Ganz rätselhaft finde ich, dass ich mich in diesen Jahren so viel mit der Figur der Mignon auseinandersetze. In den letzten Tagen flatterten auch wunderbare Notenblätter in mein Postfach über die ich mich sehr gefreut habe. Was es damit auf sich hat, werdet ihr dann in zwei Wochen erfahren, wenn der Verein forma Leipzig endlich sein Jubiläumsfestival 10+1 veranstaltet.
Zur Inspiration und um in den Stoff wieder einmal einzutauchen bin ich auf die schönen Postkarten gestoßen, die ihr auf dem Goethezeitportal finden könnt.
Heute teile ich mit euch ein paar Eindrücke und der Vollständigkeit halber auch alle vier wundervollen Goethe-Gedichte!
Mignon I
Heiss’ mich nicht reden, heiss’ mich schweigen,
Denn mein Geheimnis ist mir Pflicht;
Ich möchte dir mein ganzes Innre zeigen,
Allein das Schicksal will es nicht.
Zur rechten Zeit vertreibt der Sonne Lauf
Die finstre Nacht, und sie muss sich erhellen;
Der harte Fels schliesst seinen Busen auf,
Missgönnt der Erde nicht die tief verborgnen Quellen.
Ein Jeder sucht im Arm des Freundes Ruh,
Dort kann die Brust in Klagen sich ergiessen;
Allein ein Schwur drückt mir die Lippen zu,
Und nur ein Gott vermag sie aufzuschliessen.
Mignon II
Nur wer die Sehnsucht kennt
Weiss, was ich leide!
Allein und abgetrennt
Von aller Freude,
Seh’ ich an’s Firmament
Nach jener Seite.
Ach! der mich liebt und kennt
Ist in der Weite.
Es schwindelt mir, es brennt
Mein Eingeweide.
Nur wer die Sehnsucht kennt
Weiss, was ich leide!
Mignon III
Johann Wolfgang von Goethe
So lasst mich scheinen, bis ich werde,
Zieht mir das weisse Kleid nicht aus!
Ich eile von der schönen Erde
Hinab in jenes feste Haus.
Dort ruh’ ich eine kleine Stille,
Dann öffnet sich der frische Blick;
Ich lasse dann die reine Hülle,
Den Gürtel und den Kranz zurück.
Und jene himmlischen Gestalten,
Sie fragen nicht nach Mann und Weib,
Und keine Kleider, keine Falten
Umgeben den verklärten Leib.
Zwar lebt’ ich ohne Sorg’ und Mühe,
Doch fühlt’ ich tiefen Schmerz genung.
Vor Kummer altert’ ich zu frühe;
Macht mich auf ewig wieder jung!
Mignons Gesang „Kennst du das Land?“
Kennst du das Land, wo die Zitronen blühn,
Im dunklen Laub die Gold-Orangen glühn,
Ein sanfter Wind vom blauen Himmel weht,
Die Myrte still und hoch der Lorbeer steht,
Kennst du es wohl?
Dahin! Dahin
Möcht’ ich mit dir, o mein Geliebter, ziehn.

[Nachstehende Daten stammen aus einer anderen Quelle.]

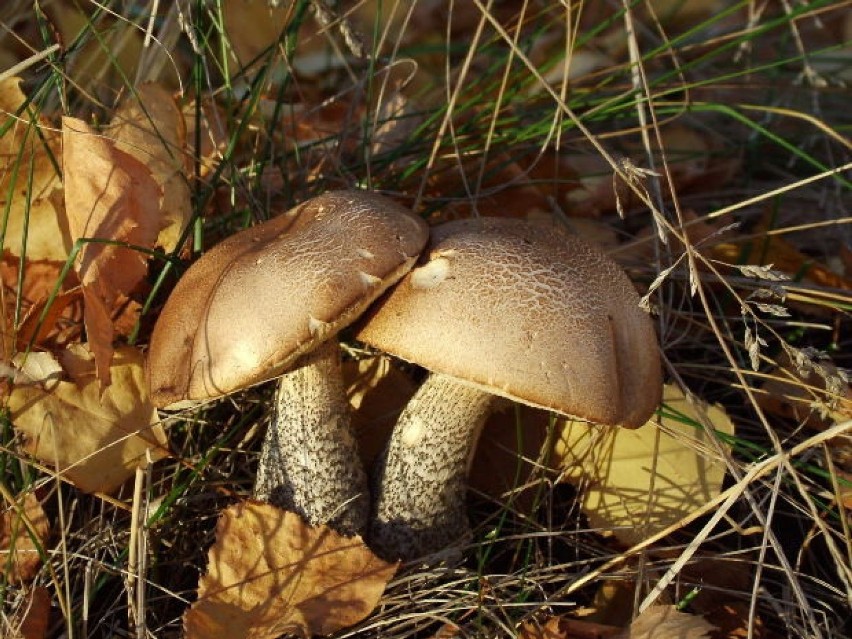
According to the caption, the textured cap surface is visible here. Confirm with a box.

Kennst du das Haus? Auf Säulen ruht sein Dach,
Es glänzt der Saal, es schimmert das Gemach,
Und Mamorbilder stehn und sehn mich an:
Was hat man dir, du armes Kind, getan?
Kennst du es wohl?
Dahin! Dahin
Möcht’ ich mit dir, o mein Beschützer, ziehn.
Kennst du den Berg und seinen Wolkensteg?
Das Maultier sucht im Nebel seinen Weg;
In Höhlen wohnt der Drachen alte Brut;
Es stürzt der Fels und über ihn die Flut,
Kennst du ihn wohl?
Dahin! Dahin
Geht unser Weg! o Vater, lass uns ziehn!